Claudette Zepeda, a Mexican-American chef and two-time Iron Chef winner, wowed visitors of the 40th Annual Food & Wine Festival with her tried-and-true power trio for making amazing carnitas at home: Mexican Coca-Cola, orange juice, and milk. While these ingredients might seem like they do not belong in south-of-the-border cuisine, the braising process infuses the pork's natural fat content with tons of flavor while the sugars caramelize, yielding plenty of yummy, nutty browned bits. Since carnitas are easy to prepare at home and freezer-friendly, they make a welcome addition to the meal rotation when you're craving authentic Mexican flavor.

Acid plus sugar equals delicious, crispy carnitas

When preparing carnitas, a Boston butt or pork shoulder is braised in liquid to tenderize the meat and add flavor, then shredded and roasted to add a crisp and crunchy texture that's perfect for using in a wide variety of Mexican dishes. Claudette Zepeda takes carnitas to the next level by first boiling cubed chunks of pork shoulder with a variety of other seasonings and aromatics, then adding Mexican Coca-Cola, orange juice, and milk to the braising liquid before letting the liquid reduce for one hour to allow the carnitas' rich flavor to develop as the pork cooks (via YouTube).

What's the magic in this unusual combo of ingredients? The secret lies in a one-two punch of acid and sugar in all three liquids. The acids — phosphoric acid from Mexican Coca-cola, citric acid from orange juice, and lactic acid from milk – help tenderize and flavor the natural lard in this tougher cut of pork, while the sugars present in all three drinks are essential to the caramelization process. By using Mexican Coca-Cola, Zepeda not only tips her hat to her home country, but also capitalizes on the natural cane sugar that sets the drink apart from American Coca-Cola, which is sweetened with high-fructose corn syrup.

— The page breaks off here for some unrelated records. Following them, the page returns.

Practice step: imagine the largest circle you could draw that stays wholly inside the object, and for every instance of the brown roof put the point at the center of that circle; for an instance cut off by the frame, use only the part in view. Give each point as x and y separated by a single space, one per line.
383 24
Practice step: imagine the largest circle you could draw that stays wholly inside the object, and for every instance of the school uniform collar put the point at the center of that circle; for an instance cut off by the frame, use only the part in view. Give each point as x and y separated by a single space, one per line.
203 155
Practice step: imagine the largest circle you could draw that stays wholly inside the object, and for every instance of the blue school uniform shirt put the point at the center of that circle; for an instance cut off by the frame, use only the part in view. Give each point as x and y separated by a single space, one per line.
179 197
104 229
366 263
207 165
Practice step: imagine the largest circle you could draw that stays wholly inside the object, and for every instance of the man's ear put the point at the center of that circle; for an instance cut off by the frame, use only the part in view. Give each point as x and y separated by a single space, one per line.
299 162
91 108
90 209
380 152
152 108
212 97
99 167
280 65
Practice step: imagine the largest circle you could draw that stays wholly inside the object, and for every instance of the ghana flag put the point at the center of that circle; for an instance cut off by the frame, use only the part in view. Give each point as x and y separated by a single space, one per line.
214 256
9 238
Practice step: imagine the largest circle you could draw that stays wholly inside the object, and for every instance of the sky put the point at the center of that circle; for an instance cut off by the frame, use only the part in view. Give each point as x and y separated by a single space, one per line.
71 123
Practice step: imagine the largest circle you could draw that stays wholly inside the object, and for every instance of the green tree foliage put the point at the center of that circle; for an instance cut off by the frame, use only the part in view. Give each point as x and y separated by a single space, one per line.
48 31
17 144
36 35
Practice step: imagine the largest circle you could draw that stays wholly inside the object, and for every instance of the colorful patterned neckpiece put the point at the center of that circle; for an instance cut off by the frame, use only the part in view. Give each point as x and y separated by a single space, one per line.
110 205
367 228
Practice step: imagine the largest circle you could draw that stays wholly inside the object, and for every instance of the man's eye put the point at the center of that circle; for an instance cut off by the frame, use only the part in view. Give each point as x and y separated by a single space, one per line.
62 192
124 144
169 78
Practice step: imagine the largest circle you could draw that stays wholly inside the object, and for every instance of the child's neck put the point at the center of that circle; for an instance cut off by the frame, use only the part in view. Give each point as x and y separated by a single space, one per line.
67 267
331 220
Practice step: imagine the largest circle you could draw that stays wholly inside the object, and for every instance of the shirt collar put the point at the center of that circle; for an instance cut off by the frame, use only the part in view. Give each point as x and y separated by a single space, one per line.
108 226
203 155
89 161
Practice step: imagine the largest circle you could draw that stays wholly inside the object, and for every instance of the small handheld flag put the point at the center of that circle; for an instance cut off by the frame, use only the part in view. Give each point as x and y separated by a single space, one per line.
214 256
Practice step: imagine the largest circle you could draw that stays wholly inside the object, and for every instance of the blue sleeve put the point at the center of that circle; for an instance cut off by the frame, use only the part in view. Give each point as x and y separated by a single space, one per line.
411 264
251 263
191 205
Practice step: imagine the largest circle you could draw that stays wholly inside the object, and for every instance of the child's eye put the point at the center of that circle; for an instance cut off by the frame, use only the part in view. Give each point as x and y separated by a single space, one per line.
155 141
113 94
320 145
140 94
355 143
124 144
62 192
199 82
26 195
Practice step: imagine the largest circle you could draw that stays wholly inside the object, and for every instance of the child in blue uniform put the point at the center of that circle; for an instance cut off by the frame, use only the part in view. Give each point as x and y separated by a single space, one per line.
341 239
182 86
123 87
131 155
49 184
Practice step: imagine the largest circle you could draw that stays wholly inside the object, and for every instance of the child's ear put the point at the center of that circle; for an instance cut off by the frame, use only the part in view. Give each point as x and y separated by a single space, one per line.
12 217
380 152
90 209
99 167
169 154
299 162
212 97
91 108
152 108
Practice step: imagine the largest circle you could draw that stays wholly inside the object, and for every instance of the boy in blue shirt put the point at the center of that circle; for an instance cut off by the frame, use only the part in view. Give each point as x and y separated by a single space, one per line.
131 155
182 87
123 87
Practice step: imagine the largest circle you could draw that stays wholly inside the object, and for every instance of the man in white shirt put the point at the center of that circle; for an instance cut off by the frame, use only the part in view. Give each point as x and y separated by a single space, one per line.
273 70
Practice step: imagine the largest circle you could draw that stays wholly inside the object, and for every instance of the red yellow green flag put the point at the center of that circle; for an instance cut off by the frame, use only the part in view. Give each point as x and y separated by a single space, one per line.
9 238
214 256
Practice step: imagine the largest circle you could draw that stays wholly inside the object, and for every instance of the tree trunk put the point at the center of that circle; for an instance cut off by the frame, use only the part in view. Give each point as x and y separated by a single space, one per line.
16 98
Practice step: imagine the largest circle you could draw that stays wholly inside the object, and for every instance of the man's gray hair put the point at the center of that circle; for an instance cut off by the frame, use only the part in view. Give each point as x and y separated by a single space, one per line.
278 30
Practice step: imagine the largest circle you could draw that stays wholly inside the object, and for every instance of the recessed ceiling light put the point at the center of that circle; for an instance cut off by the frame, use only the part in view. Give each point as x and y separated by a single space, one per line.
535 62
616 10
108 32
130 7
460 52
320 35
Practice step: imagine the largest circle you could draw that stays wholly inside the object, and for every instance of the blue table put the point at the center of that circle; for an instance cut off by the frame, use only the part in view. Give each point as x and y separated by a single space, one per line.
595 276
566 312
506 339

More ways to use this cool combo

While Zepeda's approach to preparing carnitas certainly sounds unusual, all three ingredients have a history of being used when marinating and cooking meat, due to their ability to both tenderize and imbue flavor. For instance, many cultures throughout history have turned to milk for braising —and even canned varieties can produce a delicious caramelization for pork dishes. Orange juice is a common addition to marinades, while its acidic, citrusy flavor can also provide a flavor boost to just about any stew. Some slow-cooker pulled pork recipes call for adding Coca-Cola to the slow-cooker, which is an easy and flavorful way to prepare the meat for pulled pork sandwiches. 

Want to try Zepeda's technique at home? This 60-Minute Carnitas recipe calls for braising bone-in pork butt steaks in a mixture of water and beer. Simply replace 1 ½ cups of the water with one cup of Mexican Coca-Cola, ¼ cup milk, and ¼ cup orange juice for a fun and flavorful twist on this traditional Mexican fare.